Él creía ante todo en la lucha y la organización social, seguía de cerca y denunciaba las vejaciones que el poder cometía contra las causas justas ‒quién sabe, quizás el alba verdadera venga con la justicia social. Se lee en ¡Mi país, oh mi país! de 1959: Porque al granadero lo visten / de azul de funeraria y lo arrojan / lleno de asco y alcohol / contra el maestro, el petrolero, el ferroviario, / y así mutilan la esperanza / y le cortan el corazón y la palabra al hombre— / y la voz oficial, agria de hipocresía, / proclama que primero es el orden / y la sucia consigna la repiten / los micos de la Prensa, / los perros voz-de-su-amo de la televisión, / el asno en su curul, / el león y el rotario, / las secretarias y ujieres del Procurador / y el poeta callado en su muro de adobe, / mientras la dulce patria temblorosa / cae vencida en la calle y en la fábrica. Y en La raíz amarga de 1962: La libertad con su cara de perro / cara de policía / danza una negra danza / (soy libre para decir como esclavo lo que me da la gana) / desde el mármol de Juárez, tan libre, / hasta la libertad de Lecumberri. Ante los hechos que anunciaban el terror de un Estado represor y asesino.
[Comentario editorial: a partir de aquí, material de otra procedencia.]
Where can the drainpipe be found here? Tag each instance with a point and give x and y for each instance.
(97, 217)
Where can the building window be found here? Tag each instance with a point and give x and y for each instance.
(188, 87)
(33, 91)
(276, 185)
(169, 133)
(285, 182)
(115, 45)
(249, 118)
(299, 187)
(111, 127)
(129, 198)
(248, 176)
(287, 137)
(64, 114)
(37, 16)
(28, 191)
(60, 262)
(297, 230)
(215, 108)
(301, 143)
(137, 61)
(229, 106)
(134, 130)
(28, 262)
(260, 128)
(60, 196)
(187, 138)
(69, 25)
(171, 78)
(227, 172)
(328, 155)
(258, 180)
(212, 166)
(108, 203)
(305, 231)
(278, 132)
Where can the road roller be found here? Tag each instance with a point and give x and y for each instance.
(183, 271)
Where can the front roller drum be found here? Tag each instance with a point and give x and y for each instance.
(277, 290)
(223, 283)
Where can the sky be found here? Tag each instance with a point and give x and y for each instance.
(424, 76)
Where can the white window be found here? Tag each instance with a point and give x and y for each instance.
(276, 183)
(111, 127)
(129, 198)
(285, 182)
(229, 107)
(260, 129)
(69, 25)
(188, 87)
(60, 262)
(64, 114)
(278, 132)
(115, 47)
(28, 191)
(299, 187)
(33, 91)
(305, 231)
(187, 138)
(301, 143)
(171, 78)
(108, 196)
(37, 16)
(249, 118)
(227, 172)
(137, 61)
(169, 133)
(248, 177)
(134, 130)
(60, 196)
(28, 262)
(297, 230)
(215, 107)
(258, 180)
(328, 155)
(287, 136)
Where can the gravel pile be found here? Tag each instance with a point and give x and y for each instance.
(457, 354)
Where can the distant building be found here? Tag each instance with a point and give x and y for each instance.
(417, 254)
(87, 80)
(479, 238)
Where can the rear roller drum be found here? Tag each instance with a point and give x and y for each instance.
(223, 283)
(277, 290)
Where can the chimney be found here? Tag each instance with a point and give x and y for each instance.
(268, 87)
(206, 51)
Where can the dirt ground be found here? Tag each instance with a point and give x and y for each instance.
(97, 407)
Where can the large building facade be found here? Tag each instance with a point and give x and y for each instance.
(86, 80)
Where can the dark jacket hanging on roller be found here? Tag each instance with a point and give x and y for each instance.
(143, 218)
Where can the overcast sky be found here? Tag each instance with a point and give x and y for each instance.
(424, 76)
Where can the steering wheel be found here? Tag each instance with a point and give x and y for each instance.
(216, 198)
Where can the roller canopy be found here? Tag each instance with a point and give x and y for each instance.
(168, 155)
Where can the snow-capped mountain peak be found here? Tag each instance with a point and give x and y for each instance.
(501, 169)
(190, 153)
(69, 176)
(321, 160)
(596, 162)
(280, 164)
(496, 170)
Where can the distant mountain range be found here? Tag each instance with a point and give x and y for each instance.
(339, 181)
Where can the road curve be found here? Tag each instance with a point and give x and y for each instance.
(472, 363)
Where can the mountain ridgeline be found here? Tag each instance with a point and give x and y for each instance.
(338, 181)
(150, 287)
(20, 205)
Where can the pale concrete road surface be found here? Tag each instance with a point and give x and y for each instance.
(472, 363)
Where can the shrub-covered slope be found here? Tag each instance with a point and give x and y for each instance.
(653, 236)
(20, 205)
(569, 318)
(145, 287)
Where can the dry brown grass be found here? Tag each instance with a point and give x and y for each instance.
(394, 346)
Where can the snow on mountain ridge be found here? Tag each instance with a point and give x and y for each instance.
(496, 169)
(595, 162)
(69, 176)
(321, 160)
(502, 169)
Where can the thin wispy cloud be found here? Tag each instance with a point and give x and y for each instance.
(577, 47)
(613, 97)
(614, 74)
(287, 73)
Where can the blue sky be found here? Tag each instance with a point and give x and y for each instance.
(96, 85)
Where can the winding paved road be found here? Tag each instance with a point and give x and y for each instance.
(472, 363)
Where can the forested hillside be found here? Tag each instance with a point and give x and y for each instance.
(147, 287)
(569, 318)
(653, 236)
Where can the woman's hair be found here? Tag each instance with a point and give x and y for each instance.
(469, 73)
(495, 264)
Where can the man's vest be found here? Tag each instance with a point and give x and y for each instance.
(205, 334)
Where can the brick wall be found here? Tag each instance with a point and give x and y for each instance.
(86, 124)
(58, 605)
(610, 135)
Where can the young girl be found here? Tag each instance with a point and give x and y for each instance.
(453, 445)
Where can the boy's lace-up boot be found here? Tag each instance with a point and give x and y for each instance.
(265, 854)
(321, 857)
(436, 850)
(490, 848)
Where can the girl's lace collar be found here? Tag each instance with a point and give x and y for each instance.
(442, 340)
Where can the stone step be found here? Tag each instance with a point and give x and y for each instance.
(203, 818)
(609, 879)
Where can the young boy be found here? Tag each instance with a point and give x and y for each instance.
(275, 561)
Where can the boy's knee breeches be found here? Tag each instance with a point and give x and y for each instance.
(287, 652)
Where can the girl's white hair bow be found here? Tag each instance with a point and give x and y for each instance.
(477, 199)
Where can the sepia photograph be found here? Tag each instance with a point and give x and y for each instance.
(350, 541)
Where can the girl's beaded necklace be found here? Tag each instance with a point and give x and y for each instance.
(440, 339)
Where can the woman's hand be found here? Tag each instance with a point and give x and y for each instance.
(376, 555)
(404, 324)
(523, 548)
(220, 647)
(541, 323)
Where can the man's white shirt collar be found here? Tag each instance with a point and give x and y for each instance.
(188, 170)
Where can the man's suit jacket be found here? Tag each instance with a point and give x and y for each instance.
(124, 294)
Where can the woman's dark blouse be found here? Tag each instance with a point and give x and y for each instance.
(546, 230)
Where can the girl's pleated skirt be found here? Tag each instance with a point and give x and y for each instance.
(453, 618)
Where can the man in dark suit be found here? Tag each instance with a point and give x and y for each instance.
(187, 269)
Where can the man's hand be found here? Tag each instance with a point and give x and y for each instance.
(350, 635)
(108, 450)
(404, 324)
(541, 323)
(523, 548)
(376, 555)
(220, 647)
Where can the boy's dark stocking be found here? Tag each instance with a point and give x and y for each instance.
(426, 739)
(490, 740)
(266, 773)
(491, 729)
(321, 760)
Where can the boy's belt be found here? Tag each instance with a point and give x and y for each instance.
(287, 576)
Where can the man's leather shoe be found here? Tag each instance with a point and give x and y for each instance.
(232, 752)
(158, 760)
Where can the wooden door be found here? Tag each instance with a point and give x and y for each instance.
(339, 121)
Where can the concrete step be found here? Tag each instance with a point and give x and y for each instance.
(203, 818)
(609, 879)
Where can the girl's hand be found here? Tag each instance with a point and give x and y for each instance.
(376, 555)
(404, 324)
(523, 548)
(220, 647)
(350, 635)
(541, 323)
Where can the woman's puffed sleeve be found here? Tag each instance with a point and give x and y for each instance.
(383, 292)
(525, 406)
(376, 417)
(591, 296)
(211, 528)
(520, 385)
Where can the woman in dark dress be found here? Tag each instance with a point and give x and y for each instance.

La poesía máxima de los poemínimos

LA CONTRA

Nomás
Por joder
Yo voy
A resucitar
De entre
Los
Vivos


Cuando se los presentó a su pequeña hija Raquel, ella le dijo que eran bromas; luego se los mostró a Paz y éste dijo que eran chistes. Nada más propiciatorio, a entender del poeta, para esas composiciones mínimas, ácidas, eróticas y soeces. Padre de un género único, con sus poemínimos Efraín Huerta desbordó la poesía y a su sabiduría burlona le da lo mismo si se la compara con el aforismo o se la acerca al haikú. Los poemínimos son la poética máxima del cocodrilismo, inimitable e insuperable obra a través de la cual El gran cocodrilo patentó la astucia de oponerse al dolor con el humor.

El poemínimo está, como dijo su Huertadrilo, a la vuelta de la esquina o en la siguiente parada del Metro, es una mariposa loca con camisa de fuerza que deambula la Ciudad; susurra al oído de la amada versos de contenido sexual de aquel buen poeta de segunda del tercer mundo; siempre por encima del nivel del mal, alarde de un cinismo que también ayer tiene ganas de emborracharse, que sufre bellamente y está presto a venderse al mejor pastor; poesía del demonio público que entiende bien que el hambre es la medida de todas las cosas o que el respeto al complejo ajeno es la paz; dardos que atinan decir que hay monumentos para quienes cometen crímenes con todas las de la ley y que es una mandamentada amar a la patria como a uno mismo.